En el fondo, las fiestas resumen lo que Olite tiene de mejor, y quizás por eso sean lo que los exiliados añoran, lo que los llegados degustan, lo que convierte a unos y otros en aspirantes a olitenses, lo que algunos tratan de manipular, deformar y controlar, y algo a lo que difícilmente se renuncia. La anécdota festiva es de José María Iribarren. Esto es que estaban dos viejos en la plaza en el verano de 1936 y el uno le dice al otro:

“- ¿Sabes lo que se dice?

‘- ¿Qué?

‘- Que este año no va a haber fiestas.

‘- ¿Que este año no va a haber vacas? ¿Y pa eso hemos mandau los hijos a la guerra?”

Por mucho que nos parezca y por más que alguno se empeñe hay cosas de Navarra y de Olite que son difíciles de cambiar. Hay cosas que están ahí, como la identidad colectiva de Olite, y vengan inventos y memorias que seguirá siendo lo que fue, que está ahí como el castillo y como la manera de hacer las cosas que, una vez asumida, no necesita palabras para saber que es de Olite. “Félix se notaba la voz insegura y para taparse besó a Elisa. Félix respiraba como si hubiese corrido los cien metros y Elisa tenía los labios fríos y húmedos. Todo fue muy sencillo y resultó muy hermoso quererse tanto bajo una manta de soldado. Sus palabras eran puras como estrellas y también los silencios eran puros como estrellas y la manta del soldado era como la misma tierra.
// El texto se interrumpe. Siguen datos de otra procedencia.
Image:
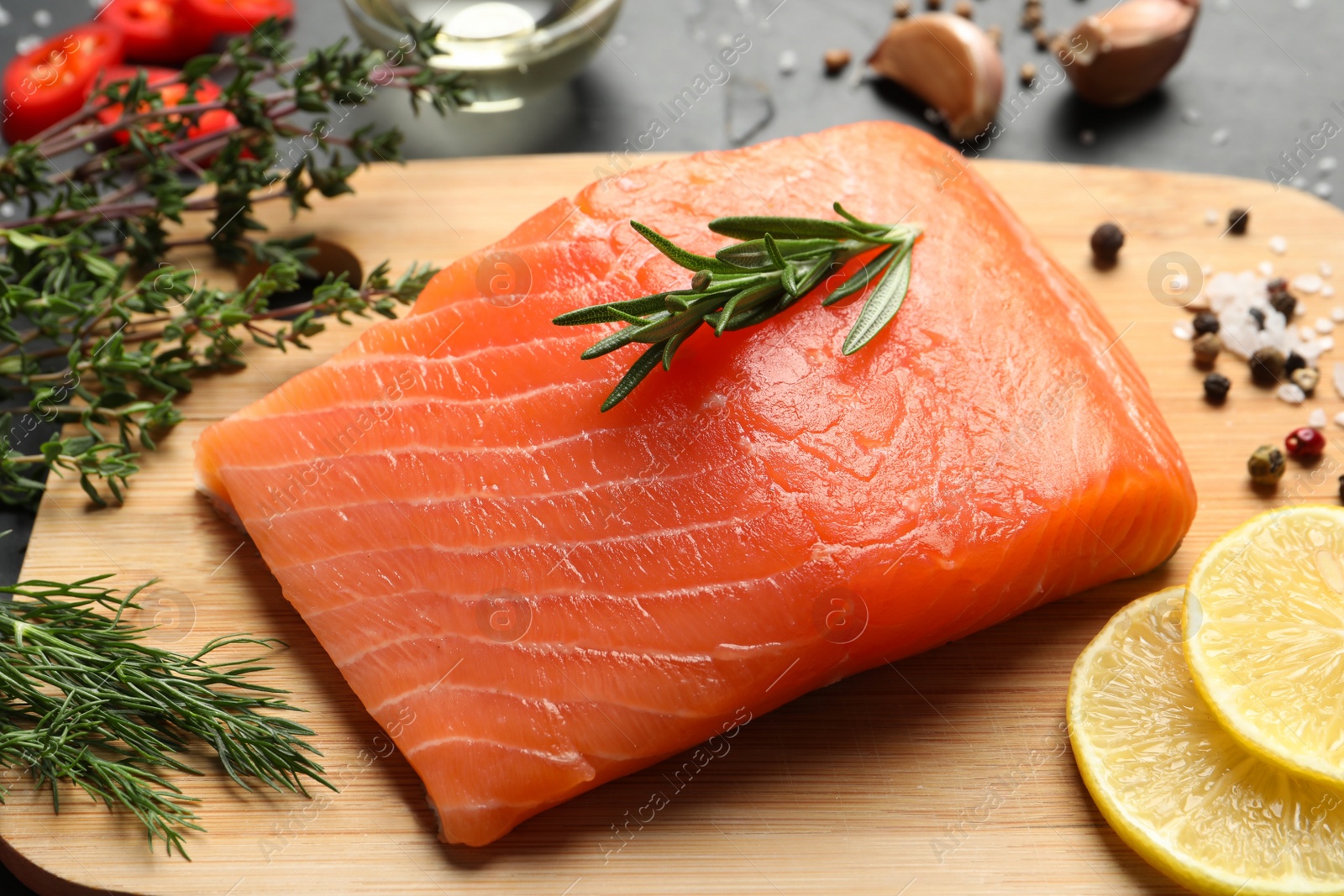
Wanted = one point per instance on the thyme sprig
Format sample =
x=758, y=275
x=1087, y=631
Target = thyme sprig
x=84, y=700
x=96, y=327
x=780, y=261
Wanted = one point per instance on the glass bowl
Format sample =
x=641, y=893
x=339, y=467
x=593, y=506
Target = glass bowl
x=511, y=51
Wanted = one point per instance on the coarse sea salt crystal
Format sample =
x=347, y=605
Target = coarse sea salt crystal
x=1310, y=284
x=1290, y=392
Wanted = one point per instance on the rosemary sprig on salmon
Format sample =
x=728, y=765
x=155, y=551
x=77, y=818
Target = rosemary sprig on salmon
x=780, y=261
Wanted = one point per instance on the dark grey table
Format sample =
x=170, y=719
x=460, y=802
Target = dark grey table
x=1257, y=78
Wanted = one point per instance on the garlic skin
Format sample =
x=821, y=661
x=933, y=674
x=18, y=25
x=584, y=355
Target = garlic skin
x=1122, y=54
x=948, y=62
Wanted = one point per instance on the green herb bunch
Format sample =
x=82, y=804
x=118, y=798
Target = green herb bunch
x=85, y=700
x=96, y=328
x=743, y=285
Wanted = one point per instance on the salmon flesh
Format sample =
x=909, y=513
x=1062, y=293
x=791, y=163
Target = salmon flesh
x=561, y=597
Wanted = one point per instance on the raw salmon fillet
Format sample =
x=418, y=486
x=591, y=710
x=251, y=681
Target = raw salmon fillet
x=559, y=597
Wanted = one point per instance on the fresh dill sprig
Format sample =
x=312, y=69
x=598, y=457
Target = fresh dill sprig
x=743, y=285
x=96, y=328
x=85, y=701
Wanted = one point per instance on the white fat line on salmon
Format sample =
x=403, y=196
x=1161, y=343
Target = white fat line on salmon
x=342, y=443
x=996, y=793
x=300, y=819
x=717, y=71
x=714, y=747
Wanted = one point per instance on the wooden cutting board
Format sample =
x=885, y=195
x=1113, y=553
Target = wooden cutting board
x=947, y=773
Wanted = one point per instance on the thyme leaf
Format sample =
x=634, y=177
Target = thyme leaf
x=749, y=282
x=85, y=701
x=97, y=329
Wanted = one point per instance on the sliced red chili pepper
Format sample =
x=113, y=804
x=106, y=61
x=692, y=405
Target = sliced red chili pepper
x=235, y=16
x=159, y=31
x=171, y=92
x=51, y=82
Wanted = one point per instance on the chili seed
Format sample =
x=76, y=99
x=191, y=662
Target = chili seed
x=835, y=60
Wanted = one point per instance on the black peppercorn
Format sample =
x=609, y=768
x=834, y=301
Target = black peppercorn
x=1268, y=365
x=1106, y=241
x=1215, y=389
x=1284, y=304
x=1206, y=322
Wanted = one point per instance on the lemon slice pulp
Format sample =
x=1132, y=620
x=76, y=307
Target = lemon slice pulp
x=1176, y=786
x=1265, y=637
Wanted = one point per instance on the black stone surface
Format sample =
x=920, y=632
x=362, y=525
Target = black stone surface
x=1258, y=76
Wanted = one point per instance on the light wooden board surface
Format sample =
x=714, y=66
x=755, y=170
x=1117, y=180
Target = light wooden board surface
x=944, y=774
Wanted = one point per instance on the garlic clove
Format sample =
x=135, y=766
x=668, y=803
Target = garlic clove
x=948, y=62
x=1122, y=54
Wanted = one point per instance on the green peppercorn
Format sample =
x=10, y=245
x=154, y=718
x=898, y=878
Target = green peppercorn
x=1267, y=465
x=1268, y=365
x=1307, y=378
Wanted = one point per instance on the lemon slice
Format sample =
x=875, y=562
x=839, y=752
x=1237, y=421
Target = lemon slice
x=1175, y=786
x=1265, y=637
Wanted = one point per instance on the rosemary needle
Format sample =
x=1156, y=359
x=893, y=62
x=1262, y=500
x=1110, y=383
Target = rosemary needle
x=85, y=701
x=749, y=282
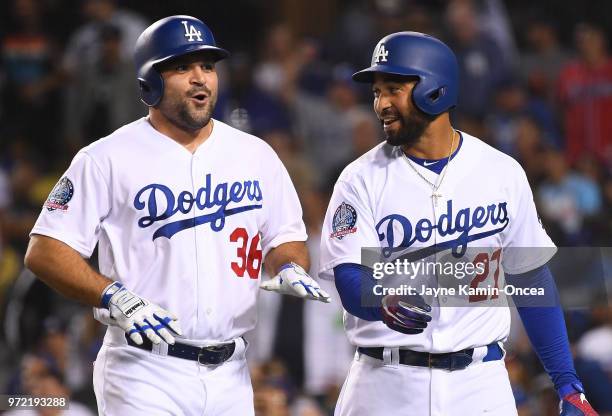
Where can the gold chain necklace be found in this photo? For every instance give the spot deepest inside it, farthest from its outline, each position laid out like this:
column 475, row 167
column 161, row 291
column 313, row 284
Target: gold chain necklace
column 435, row 186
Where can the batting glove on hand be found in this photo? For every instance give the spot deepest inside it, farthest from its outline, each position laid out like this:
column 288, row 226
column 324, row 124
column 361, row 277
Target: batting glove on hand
column 137, row 316
column 293, row 280
column 405, row 313
column 575, row 403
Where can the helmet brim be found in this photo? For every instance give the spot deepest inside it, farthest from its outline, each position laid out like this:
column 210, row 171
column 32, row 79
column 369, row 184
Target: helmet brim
column 367, row 75
column 217, row 53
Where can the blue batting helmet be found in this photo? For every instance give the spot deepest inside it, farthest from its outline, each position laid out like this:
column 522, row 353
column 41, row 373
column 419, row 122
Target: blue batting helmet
column 166, row 39
column 423, row 56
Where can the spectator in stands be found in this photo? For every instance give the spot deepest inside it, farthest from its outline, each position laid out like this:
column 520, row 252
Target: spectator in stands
column 103, row 94
column 28, row 54
column 543, row 58
column 567, row 197
column 481, row 62
column 85, row 46
column 585, row 96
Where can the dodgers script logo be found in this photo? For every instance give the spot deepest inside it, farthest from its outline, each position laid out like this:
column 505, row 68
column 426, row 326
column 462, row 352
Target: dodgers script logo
column 464, row 224
column 153, row 197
Después vieron las torres de Olite a la luz de la luna.”

Todos estos libros escritos en, de, desde, por, sobre o parcialmente en torno a Olite son también recuerdo y parte de la memoria. ¿Van a despreciarlos sin pudor y llenos de sectarismo faccioso y zurdo? No deja de ser una publicidad gratuita que Olite recibe, sin coste alguno; y sería el caso de que alguno de estos hijos tardíos de la ciudad recibiese, aunque tarde, algún tipo de reconocimiento de ella. Una calle para Rafael García Serrano, y para José María Iribarren, y para Juan José Ochoa, y para Esteban García Leoz pero por legionario y no sólo por cantante, y para José María Pérez Salazar, y por qué no para Fulgencín. Especialmente siendo alguien que, queramos o no, seguirá en los manuales y lo hará unido para siempre al nombre de Olite.